Flakiness

A flaky test is one that passes and fails without the code changing - the classic source of “just re-run it” CI noise. Nijam’s whole reason for collecting history is to surface these automatically.

How Nijam spots it

Because every run is stored with its commit, Nijam can compare outcomes for the same test on the same code. Two signals feed the score:

Within a run - a test that fails and then passes on a retry is flaky by definition. (Retries are per-framework: Playwright retries, Vitest retry, pytest via the pytest-rerunfailures plugin - without retries there’s no within-run flaky signal.)
Across runs - a test whose result flips between pass and fail for the same (or unchanged) commit, over its recent history.

Tests are then ranked so the noisiest ones rise to the top - you fix what’s costing you the most re-runs first, instead of guessing.

Flaky vs. regressed

Nijam distinguishes two failure shapes, because they need different responses:

Flaky - inconsistent on unchanged code. Usually a timing/race/environment issue in the test.
Regressed - consistently started failing at a specific commit.
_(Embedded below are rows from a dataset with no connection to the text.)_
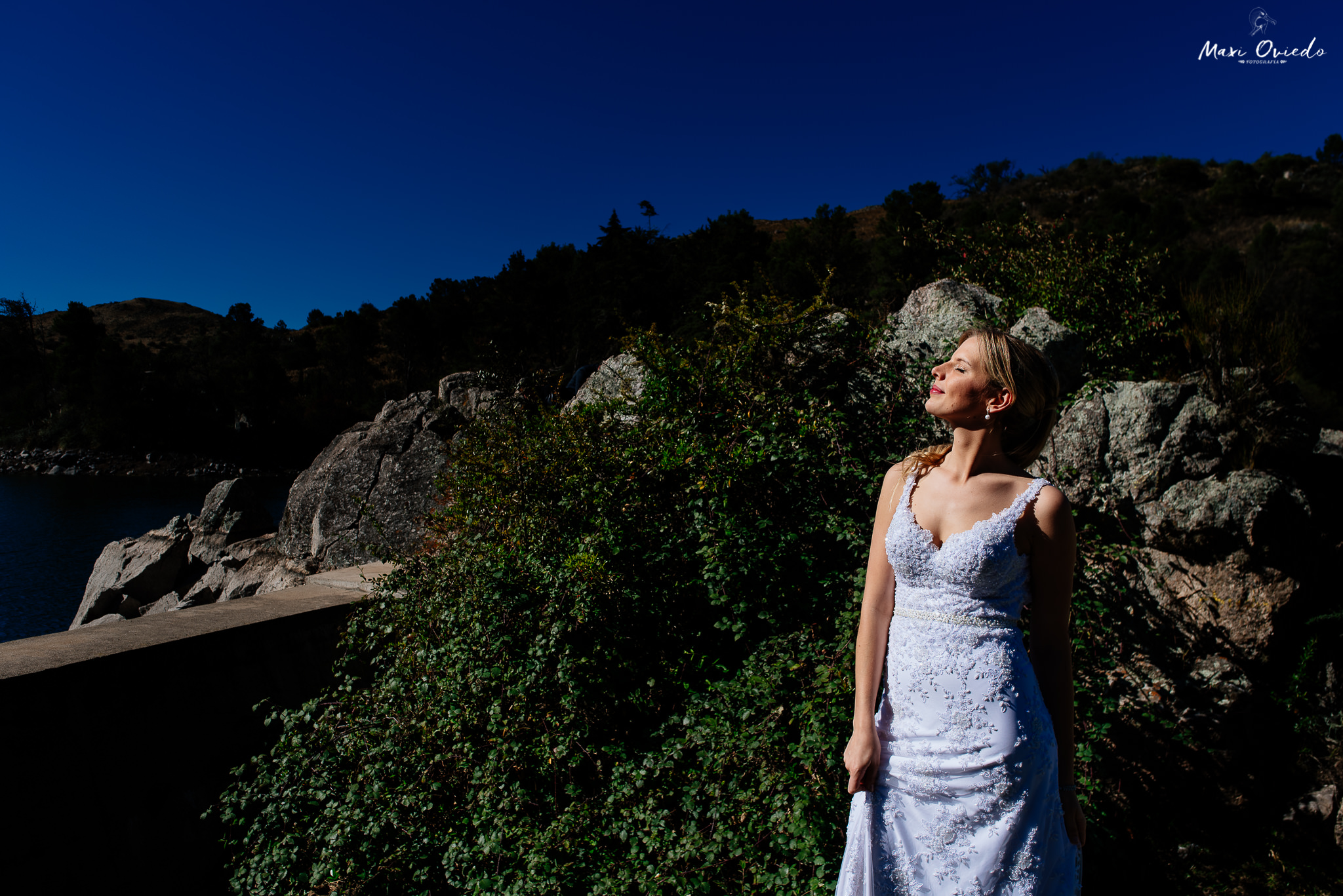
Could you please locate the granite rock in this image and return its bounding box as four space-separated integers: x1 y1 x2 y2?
70 517 192 629
560 352 645 422
275 392 449 570
881 279 1002 381
1011 307 1087 395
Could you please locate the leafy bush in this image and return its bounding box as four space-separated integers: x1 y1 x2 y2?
222 287 934 893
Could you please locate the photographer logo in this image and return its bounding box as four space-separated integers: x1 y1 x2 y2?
1198 7 1324 66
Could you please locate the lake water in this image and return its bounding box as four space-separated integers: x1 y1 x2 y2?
0 476 290 641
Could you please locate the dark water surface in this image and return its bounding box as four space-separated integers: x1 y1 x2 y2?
0 476 290 641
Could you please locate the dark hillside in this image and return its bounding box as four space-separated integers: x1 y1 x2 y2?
0 137 1343 466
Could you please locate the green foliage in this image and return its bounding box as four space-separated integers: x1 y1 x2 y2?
872 180 946 310
767 205 870 315
222 283 934 893
951 159 1026 196
939 219 1176 379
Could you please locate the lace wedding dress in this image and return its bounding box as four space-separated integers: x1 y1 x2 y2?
835 476 1081 896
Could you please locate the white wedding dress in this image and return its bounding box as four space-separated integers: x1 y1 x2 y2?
835 476 1081 896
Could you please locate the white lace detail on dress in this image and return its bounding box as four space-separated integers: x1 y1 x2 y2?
837 476 1080 896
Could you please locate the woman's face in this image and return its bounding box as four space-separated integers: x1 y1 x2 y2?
924 336 990 423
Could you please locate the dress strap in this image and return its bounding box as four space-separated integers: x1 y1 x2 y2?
1002 478 1049 528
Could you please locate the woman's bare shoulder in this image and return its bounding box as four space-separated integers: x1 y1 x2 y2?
1034 484 1073 529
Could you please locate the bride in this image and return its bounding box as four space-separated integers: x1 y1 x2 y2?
837 328 1087 896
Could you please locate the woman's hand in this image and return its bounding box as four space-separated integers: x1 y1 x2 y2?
843 724 881 794
1064 790 1087 847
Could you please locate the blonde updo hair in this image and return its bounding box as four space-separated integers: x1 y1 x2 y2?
906 326 1058 470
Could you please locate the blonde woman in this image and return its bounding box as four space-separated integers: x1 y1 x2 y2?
837 328 1087 896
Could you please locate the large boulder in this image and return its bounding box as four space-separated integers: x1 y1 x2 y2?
1134 548 1300 662
560 352 645 419
883 279 1002 380
1034 381 1224 508
438 371 504 422
275 392 449 570
70 517 192 629
191 480 275 566
1138 470 1311 558
1011 307 1087 395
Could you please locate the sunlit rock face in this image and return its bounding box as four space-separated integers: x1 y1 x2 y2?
275 392 456 570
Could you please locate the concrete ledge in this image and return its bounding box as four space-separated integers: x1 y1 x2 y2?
0 567 392 896
0 583 367 680
308 563 396 593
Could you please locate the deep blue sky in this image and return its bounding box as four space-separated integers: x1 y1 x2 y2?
0 0 1343 326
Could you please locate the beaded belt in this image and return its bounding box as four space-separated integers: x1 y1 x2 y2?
894 607 1020 629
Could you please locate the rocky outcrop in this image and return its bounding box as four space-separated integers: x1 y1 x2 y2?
884 279 1003 381
70 480 309 629
879 279 1085 395
438 371 504 422
1010 307 1087 395
275 389 456 570
1037 381 1230 508
70 372 502 629
190 480 275 566
70 517 191 629
560 352 645 422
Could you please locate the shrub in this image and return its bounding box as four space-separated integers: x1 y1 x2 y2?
222 287 917 893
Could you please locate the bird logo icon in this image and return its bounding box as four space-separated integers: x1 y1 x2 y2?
1251 7 1277 37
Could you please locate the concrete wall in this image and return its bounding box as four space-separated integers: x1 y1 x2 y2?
0 571 378 896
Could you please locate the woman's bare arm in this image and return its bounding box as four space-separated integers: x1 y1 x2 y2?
1030 486 1087 846
843 466 905 794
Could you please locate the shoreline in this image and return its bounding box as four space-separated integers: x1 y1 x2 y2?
0 449 298 480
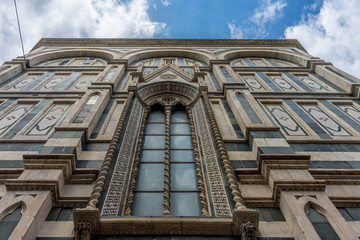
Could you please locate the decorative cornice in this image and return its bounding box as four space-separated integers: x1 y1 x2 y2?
32 38 306 51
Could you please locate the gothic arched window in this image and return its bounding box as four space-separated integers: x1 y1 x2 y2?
132 105 201 216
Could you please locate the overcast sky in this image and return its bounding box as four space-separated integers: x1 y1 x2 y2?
0 0 360 77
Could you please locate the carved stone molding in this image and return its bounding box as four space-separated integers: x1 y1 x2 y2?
87 92 134 208
233 209 260 240
202 91 245 209
101 100 143 216
137 81 199 106
187 108 209 216
124 108 149 216
162 107 171 216
73 208 100 240
194 100 231 217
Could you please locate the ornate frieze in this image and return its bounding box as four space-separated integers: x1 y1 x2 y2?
265 104 308 136
296 76 329 92
87 92 134 209
337 105 360 123
194 100 231 217
124 108 149 216
240 75 267 91
137 81 199 105
101 101 143 216
0 103 35 136
26 103 70 135
302 104 351 136
269 76 298 92
0 75 40 91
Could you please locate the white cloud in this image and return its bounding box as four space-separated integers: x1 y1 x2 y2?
161 0 170 7
284 0 360 77
228 23 244 39
0 0 166 64
228 0 287 38
252 0 287 25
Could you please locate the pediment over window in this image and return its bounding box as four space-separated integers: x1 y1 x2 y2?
144 64 194 82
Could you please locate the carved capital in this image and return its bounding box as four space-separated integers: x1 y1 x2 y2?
73 207 100 240
75 222 91 240
233 208 260 240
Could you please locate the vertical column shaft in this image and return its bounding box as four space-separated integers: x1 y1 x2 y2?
124 108 149 216
86 91 134 208
162 107 171 216
187 108 209 216
202 92 246 209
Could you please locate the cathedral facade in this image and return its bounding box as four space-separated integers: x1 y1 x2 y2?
0 39 360 240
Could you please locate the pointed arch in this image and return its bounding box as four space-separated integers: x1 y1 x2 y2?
122 49 214 65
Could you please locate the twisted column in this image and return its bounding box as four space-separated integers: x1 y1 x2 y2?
124 108 150 216
187 108 209 216
86 91 134 209
202 91 246 209
162 107 171 216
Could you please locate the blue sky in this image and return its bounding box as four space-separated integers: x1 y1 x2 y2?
149 0 321 39
0 0 360 77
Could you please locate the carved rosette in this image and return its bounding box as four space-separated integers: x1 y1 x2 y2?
187 108 209 216
87 92 134 208
202 91 246 209
162 107 171 216
124 108 150 216
75 222 91 240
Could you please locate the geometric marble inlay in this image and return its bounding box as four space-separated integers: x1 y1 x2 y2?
297 76 329 92
265 104 308 136
0 75 39 91
337 105 360 123
37 75 67 90
302 105 351 136
0 103 34 136
68 74 97 90
270 76 298 91
26 104 70 135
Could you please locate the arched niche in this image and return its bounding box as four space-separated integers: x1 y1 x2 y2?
137 81 199 106
28 49 119 66
131 56 207 67
304 201 340 240
219 50 311 67
123 49 213 65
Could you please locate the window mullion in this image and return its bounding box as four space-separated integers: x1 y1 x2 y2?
162 107 171 216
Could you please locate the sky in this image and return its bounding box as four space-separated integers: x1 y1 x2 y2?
0 0 360 77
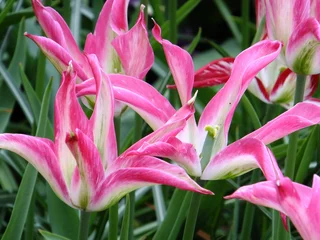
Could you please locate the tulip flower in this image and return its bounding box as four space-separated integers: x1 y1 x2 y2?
225 175 320 240
77 24 320 179
265 0 320 75
0 58 211 211
193 57 319 108
26 0 154 81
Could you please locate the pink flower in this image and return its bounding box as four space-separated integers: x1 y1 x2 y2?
26 0 154 81
193 57 319 108
0 58 212 211
226 175 320 240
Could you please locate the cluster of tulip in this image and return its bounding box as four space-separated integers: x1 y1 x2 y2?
0 0 320 239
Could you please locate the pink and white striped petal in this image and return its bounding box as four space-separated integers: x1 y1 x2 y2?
112 6 154 79
89 156 212 211
152 21 194 105
244 101 320 144
84 0 128 73
0 134 71 205
193 57 234 88
32 0 86 67
76 74 175 130
87 55 118 169
66 128 104 209
24 33 91 81
265 0 310 47
286 18 320 75
54 64 89 186
198 40 281 154
201 138 283 180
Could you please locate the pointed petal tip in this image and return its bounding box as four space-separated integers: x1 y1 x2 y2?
187 90 198 105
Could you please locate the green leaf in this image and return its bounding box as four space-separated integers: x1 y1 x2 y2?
214 0 242 43
0 0 14 23
39 229 69 240
20 65 53 139
47 185 79 239
296 126 319 183
0 17 27 132
2 80 52 240
151 0 201 47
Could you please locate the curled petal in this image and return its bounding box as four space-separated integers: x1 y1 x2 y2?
286 18 320 75
90 156 212 211
152 21 194 105
129 137 201 177
32 0 86 66
54 64 92 185
244 102 320 144
193 57 234 88
76 74 175 130
201 138 282 180
66 129 104 209
88 55 118 168
0 134 71 205
112 5 154 79
25 33 91 81
199 40 281 153
265 0 310 46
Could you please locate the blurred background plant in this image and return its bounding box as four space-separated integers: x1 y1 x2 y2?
0 0 319 239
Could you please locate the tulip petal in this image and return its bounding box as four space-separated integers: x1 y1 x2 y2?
152 21 194 105
0 134 71 205
54 65 92 186
88 55 118 168
90 156 212 211
193 57 234 88
265 0 310 46
32 0 86 67
25 33 91 81
286 18 320 75
302 175 320 239
76 74 175 130
84 0 128 73
112 5 154 79
225 181 285 213
66 129 104 209
244 102 320 144
277 178 319 239
201 138 283 180
198 40 281 156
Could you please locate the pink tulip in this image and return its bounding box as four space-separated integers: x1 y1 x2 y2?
0 59 212 211
265 0 320 75
193 57 319 108
26 0 154 81
226 175 320 240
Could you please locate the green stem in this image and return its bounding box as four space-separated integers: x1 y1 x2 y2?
78 210 90 240
108 203 118 240
285 74 306 179
120 194 132 240
153 189 187 240
241 95 261 129
242 0 250 49
168 192 192 240
183 133 214 240
277 74 306 239
183 185 202 240
240 170 259 240
168 0 178 44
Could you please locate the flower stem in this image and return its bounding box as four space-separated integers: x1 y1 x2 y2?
183 181 202 240
168 0 178 44
183 134 214 240
285 74 306 179
108 203 119 240
78 210 90 240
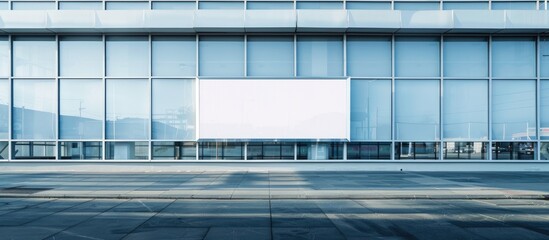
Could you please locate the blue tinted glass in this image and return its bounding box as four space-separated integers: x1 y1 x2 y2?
152 36 196 76
443 37 488 77
13 37 57 77
539 37 549 77
347 2 391 10
152 79 196 140
492 1 536 10
351 80 391 140
107 36 149 77
443 80 488 141
246 1 294 10
442 2 488 10
152 1 196 10
395 80 440 140
11 1 57 10
395 2 440 10
395 37 440 77
59 79 104 139
297 36 343 77
12 79 57 139
198 2 244 10
492 37 536 78
0 79 10 139
106 79 150 139
347 36 391 77
59 2 103 10
492 80 536 140
105 2 150 10
0 37 10 77
247 36 294 77
539 80 549 141
296 2 343 9
59 36 103 77
198 36 244 77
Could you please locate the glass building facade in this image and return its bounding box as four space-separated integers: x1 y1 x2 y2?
0 1 549 162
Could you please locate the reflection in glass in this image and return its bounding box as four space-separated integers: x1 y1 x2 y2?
59 36 103 77
59 142 103 160
297 143 343 160
0 79 10 139
152 79 196 140
539 80 549 139
105 142 149 160
106 36 149 77
0 36 10 77
443 37 488 77
12 79 57 139
347 142 391 160
199 142 244 160
106 79 149 139
297 36 343 77
395 37 440 77
492 37 536 78
152 142 196 160
443 80 488 140
198 36 244 77
492 80 536 140
351 80 391 140
11 142 55 160
492 142 537 160
246 36 294 77
443 142 487 160
247 142 294 160
59 79 104 139
152 35 196 76
347 36 391 77
395 80 440 140
13 36 57 77
395 142 439 160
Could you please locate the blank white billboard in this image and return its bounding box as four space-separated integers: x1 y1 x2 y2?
199 79 349 139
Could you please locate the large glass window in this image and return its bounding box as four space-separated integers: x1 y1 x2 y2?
443 80 488 140
395 80 440 140
351 80 392 140
395 37 440 77
198 36 244 77
443 37 488 77
59 1 103 10
105 142 149 160
59 142 103 160
0 36 10 77
297 36 343 77
13 36 57 77
492 80 536 140
492 142 543 160
106 79 149 139
347 142 391 160
347 36 391 77
539 80 549 141
152 142 196 160
246 36 294 77
105 1 149 10
59 36 103 77
0 79 10 139
152 79 196 140
152 36 196 76
12 79 57 139
492 37 536 78
106 36 149 77
247 142 294 160
59 79 104 139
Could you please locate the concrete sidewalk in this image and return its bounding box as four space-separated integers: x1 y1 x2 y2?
0 171 549 200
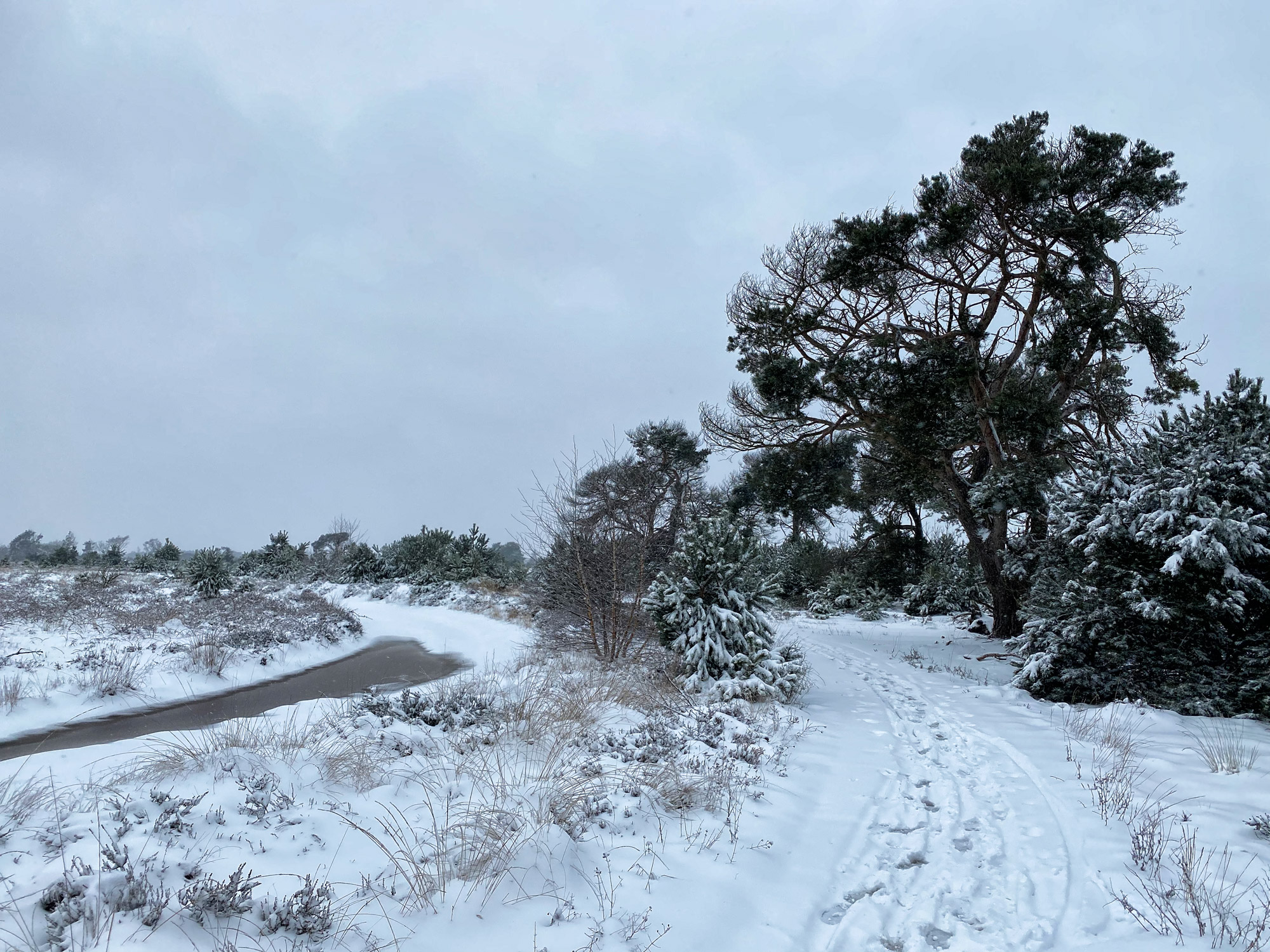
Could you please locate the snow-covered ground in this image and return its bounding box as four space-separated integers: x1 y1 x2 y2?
0 597 1270 952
Usually a real bug.

The test detail page shows the history timeline so you can tell which one you’re looking at.

Getting better signal

Flakiness detection improves with history, so:

Run on CI, not just locally - consistent environment and metadata make the comparison meaningful.
Keep retries on - Playwright retries, Vitest retry, or pytest’s pytest-rerunfailures give Nijam the within-run flip signal.
Tag environments - an environment tag lets you tell apart “flaky everywhere” from “flaky only on one browser/staging”.